Im nächsten Schritt schneidet Weiser das Filet in Streifen und nimmt Kurs auf den Fleischwolf. Zweimal nacheinander werden die Fischstücke durch den Fleischwolf gedreht. So erhält der Hobbykoch die Grundmasse für Fischküchle.

Die weitere Zubereitung könnte individueller nicht sein. Gewürzt wird die Fischmasse mit allem, was sonst in die Hackfleischmasse käme, wenn anstatt Fischküchle das Fleisch-Pendant, Fleischküchle, gefertigt würden. Ein ganz klassisches Rezept für Fischküchle besteht aus einem Kilogramm Weißfisch (ohne Haut und zweimal durch den Fleischwolf gedreht), zwei Semmeln, 100 Gramm Wammerl, ein bis zwei Eiern, zwei großen Zwiebeln, Knoblauch, Salz, Pfeffer, Petersilie und Paniermehl. Alle Zutaten werden zu einer Masse verarbeitet. Laut Weiser gilt: „Je weniger Semmelbrösel, desto intensiver ist später der Fisch-Geschmack.“ Zum fertigen Fischküchle ist es nun nicht mehr weit. Die Masse wird in einzelne Küchle geformt und in der Pfanne mit Öl ausgebraten. Fertig.

Fischhackmasse für die Pizza

Wer eher ein Fan der italienischen Küche ist, kann die Fischhackmasse, die aus dem Fleischwolf kommt, auch anderweitig weiterverarbeiten – nämlich als Belag für eine Pizza. Für den Belag werden 300 Gramm Fischhackmasse, 200 Gramm Fischstücke, 100 Gramm gekochter Schinken, 100 Gramm gemischte Paprika, 100 Gramm Tomaten und 100 Gramm Sahne benötigt. Daraus wird eine Masse gefertigt, die auf den Pizzaboden aufgetragen wird. Mit Käse bestreuen, Butterflöckchen oben drauf und die Pizza bei 200 Grad für 30 Minuten im Ofen backen. Der Pizzateig, der für den Boden benötigt wird, kann nach einem beliebigen Rezept angefertigt werden. Die Teilnehmer des Kochkurs in Schwabmünchen machen einen Quark-Öl-Teig. Wurm rät: „Je dünner er ausgerollt wird, desto besser schmeckt die Pizza.“

Mit dem Ziel, den geangelten Fisch möglichst komplett verwerten zu können, erklären Wurm und Weiser auch, wie Fischfond gefertigt wird: aus den Karkassen von Weißfischen. Diese werden mit Butter, Zwiebeln, Lauch, Fenchel, Petersilienknollen, Staudensellerie, Weißwein, Wasser, Thymian, einem Lorbeerblatt und Pfefferkörner angesetzt und dürfen für 20 bis 30 Minuten köcheln. Anschließend wird der Fischfond durch ein Passiertuch abgegossen und eignet sich dann sogar für die Vorratshaltung – entweder im Vakuum oder eingefroren. Später kann der Fischfond die Grundlage für eine leckere Suppe bilden.

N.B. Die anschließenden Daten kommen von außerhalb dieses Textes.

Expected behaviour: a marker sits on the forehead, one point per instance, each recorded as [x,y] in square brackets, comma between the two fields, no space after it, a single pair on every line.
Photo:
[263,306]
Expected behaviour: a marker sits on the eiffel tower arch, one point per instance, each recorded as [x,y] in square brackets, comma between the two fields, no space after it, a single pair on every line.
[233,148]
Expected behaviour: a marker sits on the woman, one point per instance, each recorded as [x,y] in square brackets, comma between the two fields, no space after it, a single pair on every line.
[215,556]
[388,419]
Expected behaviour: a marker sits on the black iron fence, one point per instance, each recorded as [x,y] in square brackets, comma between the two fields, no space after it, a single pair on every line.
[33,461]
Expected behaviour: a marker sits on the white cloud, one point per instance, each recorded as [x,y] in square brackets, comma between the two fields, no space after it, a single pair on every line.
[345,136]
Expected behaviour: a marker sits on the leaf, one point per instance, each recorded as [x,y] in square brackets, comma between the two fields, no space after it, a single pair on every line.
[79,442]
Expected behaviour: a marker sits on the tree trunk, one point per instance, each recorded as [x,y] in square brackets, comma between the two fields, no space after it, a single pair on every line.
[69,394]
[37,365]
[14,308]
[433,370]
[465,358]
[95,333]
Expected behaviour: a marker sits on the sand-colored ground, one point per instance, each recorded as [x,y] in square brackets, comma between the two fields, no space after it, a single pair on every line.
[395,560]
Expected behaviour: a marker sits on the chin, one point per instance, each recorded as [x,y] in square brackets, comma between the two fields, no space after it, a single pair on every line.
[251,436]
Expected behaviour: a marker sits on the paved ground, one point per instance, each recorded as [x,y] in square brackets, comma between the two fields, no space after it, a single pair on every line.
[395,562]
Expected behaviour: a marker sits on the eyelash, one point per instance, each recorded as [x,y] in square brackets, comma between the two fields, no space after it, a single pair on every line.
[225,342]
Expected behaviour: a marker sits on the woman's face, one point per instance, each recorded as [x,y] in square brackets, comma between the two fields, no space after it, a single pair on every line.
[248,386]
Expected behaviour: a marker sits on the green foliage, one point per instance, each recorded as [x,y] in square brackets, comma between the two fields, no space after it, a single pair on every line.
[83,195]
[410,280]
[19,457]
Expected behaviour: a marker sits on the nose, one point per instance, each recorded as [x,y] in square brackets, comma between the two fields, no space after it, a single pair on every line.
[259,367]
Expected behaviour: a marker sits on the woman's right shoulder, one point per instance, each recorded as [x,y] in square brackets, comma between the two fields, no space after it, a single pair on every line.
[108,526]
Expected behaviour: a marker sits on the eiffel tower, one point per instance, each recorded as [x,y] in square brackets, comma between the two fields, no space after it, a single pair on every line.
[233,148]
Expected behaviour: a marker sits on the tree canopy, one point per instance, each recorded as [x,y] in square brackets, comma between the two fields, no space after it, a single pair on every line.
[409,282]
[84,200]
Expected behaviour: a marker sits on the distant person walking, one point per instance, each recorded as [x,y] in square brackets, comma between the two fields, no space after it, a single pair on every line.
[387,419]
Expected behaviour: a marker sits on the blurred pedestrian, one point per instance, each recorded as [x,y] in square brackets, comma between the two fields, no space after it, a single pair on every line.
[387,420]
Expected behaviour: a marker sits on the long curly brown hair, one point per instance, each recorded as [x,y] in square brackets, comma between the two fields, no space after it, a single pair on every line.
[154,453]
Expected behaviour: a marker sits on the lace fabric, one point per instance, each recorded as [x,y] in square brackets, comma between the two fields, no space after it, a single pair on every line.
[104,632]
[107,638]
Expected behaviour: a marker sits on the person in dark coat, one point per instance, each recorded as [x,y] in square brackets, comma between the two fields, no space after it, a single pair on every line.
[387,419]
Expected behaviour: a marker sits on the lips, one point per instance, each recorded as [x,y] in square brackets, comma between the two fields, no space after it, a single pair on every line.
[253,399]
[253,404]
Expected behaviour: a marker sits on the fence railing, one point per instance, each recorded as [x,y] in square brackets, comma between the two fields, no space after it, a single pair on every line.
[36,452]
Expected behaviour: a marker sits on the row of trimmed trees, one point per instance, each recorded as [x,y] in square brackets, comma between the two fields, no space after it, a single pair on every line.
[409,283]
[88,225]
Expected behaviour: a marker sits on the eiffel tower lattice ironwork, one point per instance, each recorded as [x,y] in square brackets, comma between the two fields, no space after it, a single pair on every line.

Im Fokus steht der Fisch als Nahrungsmittel

Die Teilnehmer des Kochkurses, bei dem ausschließlich heimische Fischsorten in die Pfanne kommen, erfahren noch weitere Optionen, was sie aus Fisch machen können: zum Beispiel die Forelle in eine Ei-Käse-Masse hüllen, Butterkarpfen zubereiten oder Forellen räuchern. Im Fokus steht der Fisch als Nahrungsmittel und nicht etwa das Fischen als meditative Übung. Zwar wird ein Großteil der geangelten Fische auch wirklich verzehrt, allerdings werden noch immer etwa 15 Prozent der Fische geangelt und anschließend wieder freigelassen. Wurm und Weiser sind sich einig: „Das ist der falsche Ansatz. Ich darf ihn nur fangen, wenn ich ihn essen will.“ Beim Fischereiverband Schwaben und bei den örtlichen Fischervereinen gibt es entsprechende Auskünfte zu Weiterbildungsangeboten in Form von Kochkursen.